Вместо пролога
Из донесения резидента: "Достоверные источники извещают: в Москву для организации масштабной акции экономического характера ожидается прибытие сотрудника ЦРУ, специализирующегося на макроэкономических диверсиях. Выявить установочные данные, имя, кличку агента, время и канал его проникновения в страну, а так же способ внедрения не удалось.
«Aeaaa! Он меня бросил… Меня бросил?! Бро-сил!!! И часа не живу с этой мыслью, но терпеть ее нет уже сил!»
Весенней ночью я сидела на берегу реки. В дорогом шерстяном пальто опустилась прямо на оттаявшую землю, осела на мокрую пожухлую траву. Упала и сидела. Вся в слезах. Боль отняла мои силы. Я сидела, мечтая уйти из жизни. Нет, я не приноравливалась как сделать это половчей, а просто мечтала. Неисправимая оптимистка — даже из горя пыталась извлечь радость. К тому же, расставаться с жизнью из-за какого-то там болвана, не сумевшего оценить своего счастья, казалось мне глупостью, но почему бы не помечтать.
"Вот лежу я в гробу…
Надо бы наказать Марусе, чтобы гроб был из красного дерева. И с золотой инкрустацией. У нее есть родственник, который стал крутым на этих делах, так пусть и для меня расстарается, пусть гроб доставят из Парижа по специальному заказу и платье только от Армани. Конечно, чего там мелочиться. Жила кое-как, с юности была богата, а все экономила, старалась для людей, так хоть умру со всей пышностью, какую могу себе позволить. Эх, жаль, что не хоронят у нас в шляпках, шляпки мне очень к лицу.

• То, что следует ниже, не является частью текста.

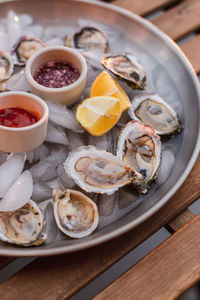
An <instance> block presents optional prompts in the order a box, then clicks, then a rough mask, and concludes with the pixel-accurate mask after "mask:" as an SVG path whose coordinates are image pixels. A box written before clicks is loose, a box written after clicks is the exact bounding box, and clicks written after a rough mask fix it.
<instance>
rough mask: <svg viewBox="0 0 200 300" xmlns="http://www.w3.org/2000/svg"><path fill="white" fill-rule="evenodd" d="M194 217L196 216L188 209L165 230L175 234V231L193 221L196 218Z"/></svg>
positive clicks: (176, 217)
mask: <svg viewBox="0 0 200 300" xmlns="http://www.w3.org/2000/svg"><path fill="white" fill-rule="evenodd" d="M194 216H195V215H194V214H193V213H192V212H191V211H190V210H189V209H188V208H186V209H185V210H184V211H183V212H182V213H181V214H180V215H179V216H178V217H176V218H175V219H173V220H172V221H170V222H169V223H168V224H167V225H166V227H165V228H166V229H167V230H168V231H169V232H170V233H174V232H175V231H177V230H178V229H180V228H181V227H182V226H183V225H185V224H186V223H188V222H189V221H191V220H192V219H193V218H194Z"/></svg>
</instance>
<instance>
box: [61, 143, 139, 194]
mask: <svg viewBox="0 0 200 300" xmlns="http://www.w3.org/2000/svg"><path fill="white" fill-rule="evenodd" d="M64 167H65V170H66V172H67V174H68V176H69V177H71V178H72V179H74V181H75V182H76V183H77V184H78V185H79V186H80V187H81V188H82V189H84V190H86V191H88V192H96V193H105V194H112V193H114V192H115V191H117V190H118V189H119V188H120V187H122V186H124V185H127V184H130V183H131V182H133V181H134V180H135V179H136V178H137V176H139V177H141V176H140V175H139V174H136V173H135V171H134V170H133V169H132V168H130V167H129V166H127V165H126V164H124V163H123V162H122V161H121V160H120V159H119V158H118V157H116V156H114V155H112V153H109V152H106V151H104V150H102V149H98V148H96V147H94V146H81V147H79V148H77V149H76V150H74V151H72V152H71V153H70V154H69V156H68V158H67V160H66V161H65V163H64Z"/></svg>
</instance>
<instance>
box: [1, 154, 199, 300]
mask: <svg viewBox="0 0 200 300" xmlns="http://www.w3.org/2000/svg"><path fill="white" fill-rule="evenodd" d="M199 163H200V157H199V158H198V160H197V162H196V164H195V166H194V168H193V170H192V172H191V174H190V176H189V177H188V178H187V180H186V181H185V183H184V184H183V186H182V187H181V188H180V189H179V191H178V192H177V193H176V194H175V195H174V197H172V198H171V200H170V201H169V202H168V203H167V204H166V205H165V206H164V207H162V208H161V209H160V210H159V211H158V212H157V213H156V214H155V215H153V216H152V217H151V218H150V219H148V220H147V221H146V222H144V223H143V224H141V225H140V226H138V227H137V228H135V229H134V230H132V231H130V232H128V233H127V234H124V235H122V236H121V237H119V238H117V239H114V240H112V241H110V242H108V243H105V244H103V245H100V246H98V247H94V248H92V249H88V250H85V251H82V252H79V253H74V254H69V255H63V256H59V257H47V258H40V259H37V260H36V261H34V262H33V263H32V264H30V265H29V266H27V267H26V268H24V269H23V270H21V271H20V272H18V273H17V274H15V275H14V276H12V277H11V278H9V279H8V280H7V281H6V282H4V283H2V284H0V299H1V300H4V299H5V300H12V299H13V298H12V297H13V293H14V295H15V299H17V300H18V299H21V298H22V297H25V298H26V299H31V300H32V299H33V300H36V299H38V296H39V295H40V297H41V299H48V300H51V299H52V300H53V299H66V298H68V297H69V296H71V295H72V294H73V293H75V292H76V291H78V290H79V289H80V288H82V287H83V286H85V285H86V284H87V283H89V282H90V281H91V280H92V279H94V278H95V277H96V276H98V275H99V274H101V273H102V272H103V271H105V270H106V269H107V268H108V267H110V266H111V265H112V264H113V263H115V262H116V261H118V260H119V259H120V258H122V257H123V256H124V255H125V254H127V253H128V252H129V251H131V250H132V249H134V248H135V247H136V246H137V245H139V244H140V243H141V242H142V241H144V240H145V239H146V238H148V237H149V236H150V235H152V234H153V233H154V232H155V231H157V230H158V229H159V228H161V227H162V226H163V225H165V224H167V223H168V222H169V220H172V219H173V218H174V217H175V216H177V215H179V214H180V212H182V211H183V210H184V209H185V208H186V207H187V206H188V205H189V204H190V203H192V202H194V201H195V200H196V199H197V198H198V197H199V196H200V190H199V182H200V172H199ZM38 274H39V276H38ZM30 278H31V280H30ZM41 278H42V280H41ZM22 283H23V284H22ZM35 287H37V288H35Z"/></svg>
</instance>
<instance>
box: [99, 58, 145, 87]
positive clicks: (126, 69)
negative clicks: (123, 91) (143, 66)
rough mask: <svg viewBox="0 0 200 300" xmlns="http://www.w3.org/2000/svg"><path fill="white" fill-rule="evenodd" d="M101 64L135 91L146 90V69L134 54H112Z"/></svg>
mask: <svg viewBox="0 0 200 300" xmlns="http://www.w3.org/2000/svg"><path fill="white" fill-rule="evenodd" d="M101 64H102V65H103V66H104V67H105V68H106V69H108V70H109V71H110V72H112V73H113V74H114V75H116V76H117V77H118V78H119V79H120V80H123V81H125V82H126V83H127V84H128V85H130V86H131V87H132V88H133V89H139V90H143V89H145V88H146V72H145V69H144V67H143V65H142V64H141V63H140V62H139V61H138V60H137V58H136V57H135V56H134V55H133V54H131V53H128V52H121V53H113V54H112V53H111V54H109V55H106V56H103V57H102V58H101Z"/></svg>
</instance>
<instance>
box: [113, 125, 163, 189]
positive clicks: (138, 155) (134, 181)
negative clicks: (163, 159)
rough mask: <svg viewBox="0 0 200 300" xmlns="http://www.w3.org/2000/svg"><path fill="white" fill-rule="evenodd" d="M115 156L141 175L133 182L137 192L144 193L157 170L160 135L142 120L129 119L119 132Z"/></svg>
mask: <svg viewBox="0 0 200 300" xmlns="http://www.w3.org/2000/svg"><path fill="white" fill-rule="evenodd" d="M117 156H118V157H119V158H120V159H121V160H123V162H124V163H125V164H128V165H129V166H131V167H132V168H134V169H135V170H136V171H137V172H139V173H140V174H141V175H142V177H141V178H140V177H137V178H136V180H135V181H134V183H133V184H134V186H135V187H136V188H137V189H138V190H139V192H141V193H143V194H145V193H146V192H147V191H148V188H149V184H150V182H151V181H152V180H153V179H155V178H156V175H157V172H158V170H159V166H160V162H161V142H160V137H159V136H158V135H157V134H156V133H155V131H154V130H153V129H152V128H151V127H149V126H147V125H145V124H143V123H142V122H139V121H130V122H129V123H128V124H127V125H126V126H125V127H124V128H122V130H121V132H120V135H119V138H118V143H117Z"/></svg>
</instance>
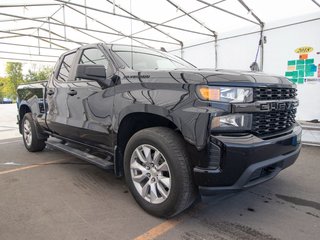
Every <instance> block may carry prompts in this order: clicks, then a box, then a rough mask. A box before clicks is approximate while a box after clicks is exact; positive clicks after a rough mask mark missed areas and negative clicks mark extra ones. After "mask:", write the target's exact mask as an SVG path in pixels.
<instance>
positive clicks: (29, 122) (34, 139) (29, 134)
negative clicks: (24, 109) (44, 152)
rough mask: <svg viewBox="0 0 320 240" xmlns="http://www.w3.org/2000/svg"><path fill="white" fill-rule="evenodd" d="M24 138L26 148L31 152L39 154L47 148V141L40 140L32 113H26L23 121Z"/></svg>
mask: <svg viewBox="0 0 320 240" xmlns="http://www.w3.org/2000/svg"><path fill="white" fill-rule="evenodd" d="M21 124H22V126H21V128H22V137H23V142H24V146H25V147H26V149H27V150H28V151H29V152H39V151H42V150H43V149H44V148H45V147H46V144H45V140H46V139H39V138H38V136H37V132H36V125H35V123H34V121H33V118H32V115H31V113H26V114H25V115H24V117H23V119H22V123H21Z"/></svg>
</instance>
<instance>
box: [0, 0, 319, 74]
mask: <svg viewBox="0 0 320 240" xmlns="http://www.w3.org/2000/svg"><path fill="white" fill-rule="evenodd" d="M64 1H65V2H64ZM69 1H70V0H62V1H61V0H58V1H54V0H1V3H0V76H4V75H5V71H4V68H5V62H6V60H5V59H4V58H7V59H8V58H10V59H25V60H32V61H47V62H43V63H42V64H45V65H53V64H54V62H55V61H56V60H57V59H58V56H59V55H61V54H62V53H63V52H64V51H66V49H65V48H67V49H73V48H76V47H78V46H80V44H86V43H95V42H101V41H105V42H108V43H111V42H116V43H123V44H131V40H130V39H129V38H123V37H119V36H116V35H115V34H124V35H126V36H128V35H130V34H131V33H133V34H134V36H136V37H139V39H136V40H133V41H132V44H134V45H142V44H143V45H148V46H151V47H154V48H157V49H160V47H165V48H166V49H167V50H171V49H177V48H179V47H180V45H179V41H181V42H184V43H188V42H190V41H193V42H195V41H196V40H197V39H199V40H200V39H203V37H204V36H205V35H203V34H207V35H206V36H208V35H211V36H212V31H215V32H217V33H218V34H220V33H224V32H230V31H233V30H236V29H242V28H243V29H250V28H251V29H250V30H259V29H260V27H259V25H258V24H253V23H252V22H249V21H247V20H243V19H241V18H239V17H234V16H232V15H230V14H226V13H224V12H221V11H219V10H217V9H216V8H213V7H210V6H209V7H208V6H207V5H206V4H205V3H203V1H204V2H207V3H209V4H212V3H216V2H220V1H219V0H203V1H202V0H170V1H166V0H157V1H150V0H114V2H115V4H116V5H115V6H113V4H112V2H113V0H86V2H87V5H88V6H89V7H91V8H96V9H100V10H102V11H107V12H110V13H112V12H115V13H117V14H121V15H123V16H129V15H128V13H127V12H125V11H124V10H121V9H120V8H118V7H117V6H120V7H121V8H123V9H125V10H127V11H128V12H131V13H132V14H134V15H136V16H139V17H140V18H141V19H144V20H149V21H151V22H157V23H158V22H160V23H162V22H165V21H168V19H172V18H177V19H176V20H174V21H169V22H167V23H165V24H166V25H170V26H173V27H178V28H181V29H189V30H190V31H193V32H198V33H197V34H195V33H188V32H184V31H181V30H176V29H172V28H169V27H163V26H161V27H160V26H158V30H155V29H153V28H151V29H150V26H148V24H146V23H142V22H140V21H135V20H130V19H128V18H123V17H117V16H114V15H112V14H107V13H103V12H99V11H94V10H92V9H88V10H87V15H88V17H87V18H85V16H84V15H83V14H84V12H85V10H84V8H82V7H79V6H76V5H74V4H84V2H85V1H76V0H71V1H70V4H69V5H68V6H69V7H64V8H63V7H62V5H61V4H62V3H67V2H69ZM201 1H202V2H201ZM317 1H318V2H319V0H317ZM169 2H171V3H173V4H174V5H175V6H173V5H172V4H170V3H169ZM31 3H49V4H56V5H47V6H41V7H31V6H27V7H14V8H13V7H5V5H14V4H22V5H27V4H31ZM245 3H246V4H247V5H248V7H249V8H250V9H251V10H252V11H253V12H254V13H255V14H256V15H257V16H259V18H260V19H261V20H262V21H263V22H265V23H266V25H267V24H268V23H269V22H271V21H276V20H279V19H285V18H290V17H293V16H298V15H304V14H307V13H312V12H315V11H319V9H320V8H319V7H318V6H317V5H316V4H314V3H313V2H312V1H311V0H281V1H279V0H259V1H257V0H245ZM216 6H217V7H220V8H222V9H225V10H227V11H231V12H233V13H236V14H238V15H240V16H241V17H242V18H247V19H249V20H250V21H253V22H256V21H257V20H256V19H255V18H254V17H253V15H252V14H251V12H250V11H247V10H246V9H245V8H244V7H243V6H242V5H241V4H240V3H239V2H238V1H236V0H224V1H222V2H221V3H219V4H217V5H216ZM204 7H206V8H204ZM200 8H204V9H202V10H201V11H195V10H197V9H200ZM63 9H64V10H63ZM190 11H195V12H194V13H192V17H194V18H195V19H197V21H198V22H196V21H194V19H191V18H190V17H188V16H183V17H180V16H182V15H184V12H190ZM63 13H64V14H63ZM49 16H52V17H51V18H50V21H51V24H50V25H49V24H48V23H45V22H43V21H45V20H47V19H48V18H47V17H49ZM19 17H25V18H35V17H36V18H37V21H31V20H21V19H19ZM13 19H14V21H8V20H13ZM64 19H65V23H66V24H68V25H70V26H71V27H66V28H65V27H63V26H58V24H59V23H61V22H63V21H64ZM199 23H200V24H199ZM153 25H154V23H153ZM74 26H76V27H79V28H80V30H79V29H78V30H75V29H74V28H72V27H74ZM86 29H87V30H86ZM146 29H149V30H146ZM144 30H146V31H144ZM102 31H103V32H109V33H112V34H105V33H102ZM119 31H120V32H121V33H119ZM140 31H143V32H140ZM50 32H51V33H50ZM84 32H85V33H84ZM137 32H140V33H137ZM199 33H201V34H202V35H201V34H199ZM30 35H33V36H35V37H30ZM37 36H40V37H41V38H42V39H41V40H39V39H38V38H37ZM53 39H55V40H53ZM146 39H149V40H146ZM155 39H156V40H162V41H163V42H162V43H158V42H155V41H151V40H155ZM48 40H51V41H52V44H49V43H48ZM75 42H77V43H75ZM5 43H9V44H11V45H9V44H5ZM15 44H23V45H30V46H32V47H26V46H17V45H15ZM39 46H41V48H40V49H39V48H38V47H39ZM62 47H64V48H62ZM9 52H14V53H22V54H21V55H19V54H12V53H9ZM39 54H40V55H41V56H39ZM11 61H12V60H11ZM23 62H24V63H25V64H24V68H23V69H24V72H25V73H26V72H27V71H28V68H30V67H31V66H33V63H34V62H31V61H23Z"/></svg>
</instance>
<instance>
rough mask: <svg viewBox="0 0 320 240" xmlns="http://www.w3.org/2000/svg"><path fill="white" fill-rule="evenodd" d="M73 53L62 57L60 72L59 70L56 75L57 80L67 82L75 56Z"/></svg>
mask: <svg viewBox="0 0 320 240" xmlns="http://www.w3.org/2000/svg"><path fill="white" fill-rule="evenodd" d="M75 54H76V53H75V52H73V53H69V54H67V55H65V56H64V58H63V61H62V64H61V67H60V70H59V74H58V77H57V78H58V80H60V81H63V82H66V81H68V77H69V73H70V70H71V65H72V62H73V58H74V56H75Z"/></svg>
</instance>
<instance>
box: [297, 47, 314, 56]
mask: <svg viewBox="0 0 320 240" xmlns="http://www.w3.org/2000/svg"><path fill="white" fill-rule="evenodd" d="M294 51H295V52H296V53H299V54H301V53H309V52H312V51H313V47H307V46H305V47H301V48H297V49H296V50H294Z"/></svg>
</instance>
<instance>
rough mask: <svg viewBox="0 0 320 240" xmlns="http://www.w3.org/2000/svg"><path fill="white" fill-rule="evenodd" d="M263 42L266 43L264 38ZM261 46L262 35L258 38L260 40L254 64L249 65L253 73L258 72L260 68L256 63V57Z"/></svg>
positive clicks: (259, 40)
mask: <svg viewBox="0 0 320 240" xmlns="http://www.w3.org/2000/svg"><path fill="white" fill-rule="evenodd" d="M263 41H266V38H265V37H263ZM261 45H262V35H261V36H260V39H259V44H258V49H257V53H256V58H255V59H254V62H253V63H251V65H250V69H251V71H253V72H259V70H260V68H259V64H258V62H257V60H258V55H259V51H260V46H261Z"/></svg>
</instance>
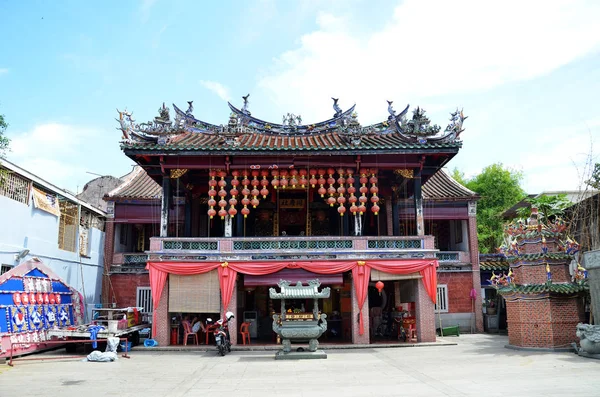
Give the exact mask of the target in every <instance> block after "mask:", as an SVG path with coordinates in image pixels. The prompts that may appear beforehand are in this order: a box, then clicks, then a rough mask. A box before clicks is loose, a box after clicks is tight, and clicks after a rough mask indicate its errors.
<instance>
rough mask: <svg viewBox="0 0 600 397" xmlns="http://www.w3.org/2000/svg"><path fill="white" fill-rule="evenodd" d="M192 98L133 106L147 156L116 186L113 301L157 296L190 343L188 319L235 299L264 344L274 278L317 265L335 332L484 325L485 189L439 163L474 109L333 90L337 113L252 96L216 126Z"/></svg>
mask: <svg viewBox="0 0 600 397" xmlns="http://www.w3.org/2000/svg"><path fill="white" fill-rule="evenodd" d="M188 104H189V106H188V109H187V110H186V111H183V110H181V109H179V108H178V107H177V106H175V105H173V109H174V113H175V114H174V119H171V114H170V110H169V108H167V107H166V106H165V105H164V104H163V106H162V107H161V108H160V109H159V115H158V116H157V117H156V118H155V119H154V120H153V121H152V122H148V123H142V124H137V123H136V122H135V121H134V120H133V119H132V116H131V114H130V113H127V112H120V113H119V121H120V129H121V131H122V133H123V139H122V142H121V147H122V149H123V151H124V153H125V154H126V155H127V156H128V157H130V158H131V159H132V160H133V161H135V163H137V164H138V166H139V167H136V169H134V171H133V172H132V173H131V174H130V175H128V176H126V177H125V178H124V182H123V183H122V184H121V185H120V186H118V187H117V188H116V189H115V190H113V191H112V192H110V193H109V194H108V195H107V196H105V200H106V201H107V204H108V210H107V211H108V213H109V217H111V219H112V221H111V222H108V223H107V227H106V233H107V239H106V246H105V258H106V261H105V267H106V271H105V274H106V275H107V276H106V278H105V280H104V283H103V294H102V296H103V299H104V303H105V304H111V303H117V304H118V305H137V306H142V307H144V309H145V311H146V312H147V315H148V316H149V317H151V319H152V323H153V336H154V338H155V339H156V340H157V341H158V343H159V344H161V345H167V344H169V343H171V344H174V343H181V342H185V341H183V340H182V335H177V326H178V323H177V322H178V321H179V320H180V319H181V318H184V317H190V318H191V317H197V318H200V319H204V318H206V317H207V316H211V317H215V316H218V315H219V313H221V314H222V313H223V312H224V311H226V310H229V311H232V312H234V313H235V314H236V319H237V324H238V325H239V324H240V323H241V322H242V321H249V322H250V323H251V326H250V336H251V339H252V341H253V343H254V341H257V342H261V341H262V342H264V343H273V342H274V333H273V332H272V329H271V321H272V317H271V316H272V314H273V313H274V312H275V311H277V310H278V309H277V308H274V307H273V302H272V301H271V299H270V298H269V294H268V288H269V287H273V286H275V285H277V283H278V282H279V281H280V280H281V279H285V280H288V281H290V282H293V283H295V282H297V281H302V282H307V281H308V280H312V279H319V281H320V283H321V284H322V285H324V286H329V287H331V296H330V297H329V298H328V299H326V300H324V301H323V307H321V308H320V309H321V311H322V312H323V313H326V314H327V321H328V325H329V330H328V332H327V334H326V335H325V340H326V341H338V342H347V343H357V344H358V343H360V344H363V343H372V342H377V341H379V340H386V339H387V340H398V339H399V338H400V336H401V334H400V330H401V329H402V328H406V329H408V328H410V332H409V333H408V338H409V339H411V340H412V341H418V342H425V341H434V340H435V337H436V333H435V329H436V327H439V321H440V320H441V322H442V324H443V325H444V326H446V325H457V324H459V325H460V326H461V327H463V328H465V327H471V329H472V330H474V329H477V330H481V329H482V326H483V322H482V316H481V311H480V310H474V309H473V307H476V308H480V307H481V294H480V292H479V291H480V288H481V286H480V277H479V264H478V247H477V234H476V221H475V215H476V201H477V199H478V197H477V195H476V194H475V193H473V192H471V191H469V190H468V189H466V188H464V187H462V186H461V185H460V184H458V183H457V182H455V181H454V180H453V179H452V178H451V177H450V176H449V175H448V174H447V173H446V172H445V171H444V170H442V169H441V168H442V167H443V166H444V165H445V164H447V163H448V161H450V160H451V159H452V158H453V157H454V156H455V155H456V154H457V153H458V151H459V149H460V147H461V146H462V141H461V140H460V135H461V133H462V132H463V128H462V124H463V121H464V120H465V117H464V116H463V114H462V111H458V110H457V111H456V112H453V113H451V119H450V123H449V124H448V126H447V127H445V129H442V128H440V127H439V126H437V125H434V124H432V123H431V122H430V120H429V119H428V118H427V116H426V114H425V111H424V110H423V109H421V108H416V109H414V110H413V112H412V117H407V114H408V111H409V107H408V106H406V108H404V109H403V110H402V111H401V112H399V113H398V112H396V111H395V110H394V108H393V106H392V102H389V101H388V115H387V117H385V118H384V119H383V120H382V121H381V122H379V123H376V124H374V125H369V126H362V125H361V124H360V123H359V121H358V117H357V114H356V112H355V107H354V106H352V107H351V108H349V109H348V110H346V111H342V109H340V107H339V106H338V101H337V99H334V104H333V109H334V114H333V117H332V118H331V119H329V120H326V121H323V122H319V123H312V124H304V123H303V121H302V118H301V117H300V116H298V115H294V114H290V113H288V114H287V115H285V116H284V117H283V122H282V123H281V124H278V123H272V122H267V121H263V120H261V119H258V118H255V117H254V116H252V114H251V112H250V111H249V107H248V96H246V97H244V103H243V107H242V108H241V109H239V108H237V107H235V106H233V105H232V104H229V107H230V109H231V114H230V117H229V120H228V123H227V124H226V125H214V124H210V123H208V122H205V121H201V120H200V119H198V118H196V117H195V116H194V109H193V105H192V102H188ZM473 291H476V292H477V293H476V294H475V295H473V294H472V292H473ZM472 300H474V301H475V303H474V304H473V302H472ZM310 304H311V303H310V302H308V301H307V302H304V301H302V300H301V299H300V300H298V301H297V302H291V303H290V305H291V306H290V308H289V309H290V310H294V311H296V312H298V311H300V312H304V311H306V312H310V311H311V310H312V308H311V307H310ZM436 305H437V306H436ZM436 313H439V316H438V315H437V314H436ZM406 319H410V320H411V321H409V322H408V323H410V326H409V327H408V326H407V322H406V321H403V320H406ZM232 327H234V328H236V329H237V325H236V323H234V324H233V325H232ZM231 335H232V341H233V342H234V343H235V342H236V339H237V332H232V333H231ZM402 336H403V337H404V338H403V339H406V335H404V334H402ZM200 339H201V340H202V341H204V337H201V338H200ZM206 341H209V337H208V335H207V336H206Z"/></svg>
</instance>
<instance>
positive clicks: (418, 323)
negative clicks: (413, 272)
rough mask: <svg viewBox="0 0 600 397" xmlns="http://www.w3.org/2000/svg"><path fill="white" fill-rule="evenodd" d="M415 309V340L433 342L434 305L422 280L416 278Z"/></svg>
mask: <svg viewBox="0 0 600 397" xmlns="http://www.w3.org/2000/svg"><path fill="white" fill-rule="evenodd" d="M415 283H416V288H417V291H416V292H417V293H416V302H415V306H416V308H415V309H416V311H417V315H416V317H417V319H416V321H417V341H418V342H435V305H434V303H433V301H432V300H431V298H430V297H429V295H427V291H426V290H425V286H424V285H423V281H422V280H416V281H415Z"/></svg>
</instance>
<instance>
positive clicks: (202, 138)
mask: <svg viewBox="0 0 600 397" xmlns="http://www.w3.org/2000/svg"><path fill="white" fill-rule="evenodd" d="M461 146H462V143H461V142H460V141H456V142H443V143H426V144H420V143H408V142H404V141H403V140H402V139H401V138H400V136H399V135H398V134H393V133H390V134H386V135H373V136H365V137H364V138H362V140H361V141H360V143H359V144H352V143H350V142H347V141H346V140H345V139H344V138H343V137H341V136H340V134H339V133H338V132H336V131H329V132H325V133H322V134H314V135H307V136H279V135H268V134H244V135H240V136H239V137H238V139H237V141H236V144H235V145H228V144H226V143H225V142H224V141H223V140H222V138H221V137H220V136H218V135H216V134H204V133H196V132H184V133H182V134H180V135H179V136H177V137H175V138H173V139H172V140H171V141H170V142H169V143H167V144H162V145H161V144H157V143H145V142H141V143H130V144H127V143H124V144H123V145H122V148H123V149H138V150H145V151H146V150H157V151H164V150H168V151H180V152H182V151H211V152H215V151H216V152H220V151H221V152H275V151H310V152H339V151H354V150H378V151H386V150H388V151H392V150H393V151H395V152H396V151H402V150H406V151H412V150H422V149H458V148H460V147H461Z"/></svg>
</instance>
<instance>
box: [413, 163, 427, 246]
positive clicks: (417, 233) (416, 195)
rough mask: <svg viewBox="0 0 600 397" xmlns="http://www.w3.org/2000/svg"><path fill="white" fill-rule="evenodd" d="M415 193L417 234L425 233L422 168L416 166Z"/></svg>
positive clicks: (414, 171) (414, 197)
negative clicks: (421, 170) (416, 167)
mask: <svg viewBox="0 0 600 397" xmlns="http://www.w3.org/2000/svg"><path fill="white" fill-rule="evenodd" d="M413 183H414V187H415V193H414V200H415V222H416V225H417V236H424V235H425V222H424V220H423V193H422V192H421V169H420V168H415V170H414V179H413Z"/></svg>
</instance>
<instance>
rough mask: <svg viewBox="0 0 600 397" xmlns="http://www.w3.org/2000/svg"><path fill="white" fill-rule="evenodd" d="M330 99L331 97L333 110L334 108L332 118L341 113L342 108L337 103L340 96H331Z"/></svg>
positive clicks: (338, 100) (341, 112)
mask: <svg viewBox="0 0 600 397" xmlns="http://www.w3.org/2000/svg"><path fill="white" fill-rule="evenodd" d="M331 99H333V110H335V114H334V115H333V118H338V117H340V116H341V115H342V108H341V107H340V106H339V105H338V104H337V101H339V99H340V98H334V97H331Z"/></svg>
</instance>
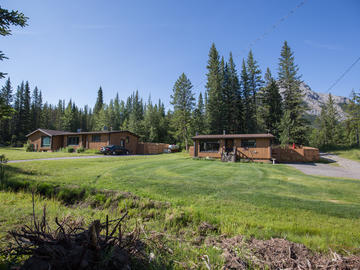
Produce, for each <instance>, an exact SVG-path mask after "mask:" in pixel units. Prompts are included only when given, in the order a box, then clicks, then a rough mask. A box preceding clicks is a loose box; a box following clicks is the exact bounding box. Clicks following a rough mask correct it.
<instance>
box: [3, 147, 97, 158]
mask: <svg viewBox="0 0 360 270" xmlns="http://www.w3.org/2000/svg"><path fill="white" fill-rule="evenodd" d="M0 155H5V156H6V158H7V159H8V160H24V159H39V158H52V157H74V156H89V155H95V151H85V152H84V153H64V152H26V151H25V149H24V148H22V147H0Z"/></svg>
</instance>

Да. Так вот лежу я в гробу, а он (подлец) грустный надо мной роняет слезы и весь в тоске и раскаянии…
Надеюсь у Тамарки хватит сил притащить этого мерзавца на мои похороны. Думаю он будет сопротивляться, но Тамарка, если упрется, горы свернет.
Да, так вот, лежу я себе в гробу, безмолвная (ужас! это трудно представить!) бездыханная, отрешенная, а надо мной рыдают, страдают и, конечно же, раскаиваются…
Кстати, многим есть в чем. Уж не знаю, как мой уход из жизни переживет Буранов: в истоках романа он был непростительно скуп. А Тося? Столько гадостей она сделала мне… А Тамарка? Ведь она же всегда права. Подойдет к гробу и брякнет: «Мама, ты невозможная! Взяла и умерла. Только ты на это способна.» А баба Рая скажет: «Чего еще от нее ждать, от макитры.» А Маруся завопит: «Епэрэсэтэ! Старушка! Прямо вся взяла и умерла!» А Юля…"
— Стоп! — завопила я. — Какая Тося? Какая Тамарка? Какая баба Рая? Какая Маруся? И, уж тем более, Юля!
Меня бросило в дрожь от одной только мысли, что все они узнают о моем позоре. Даже баба Рая, которая живет под боком, и та не знает (пока), что мой муж меня бросил. И не надо ей знать, пусть думает, что угодно, только не это.
Уж баба Рая с радостью рассказала бы моим подругам сногсшибательную новость. Этих дурочек по сотне раз бросали мужчины, а я только насмехалась, потому что всегда всех бросала сама, и теперь пришла моя очередь. И это лишь первая ласточка. Да-да, мой возраст верная тому гарантия. Теперь пойдет-поедет, только держись.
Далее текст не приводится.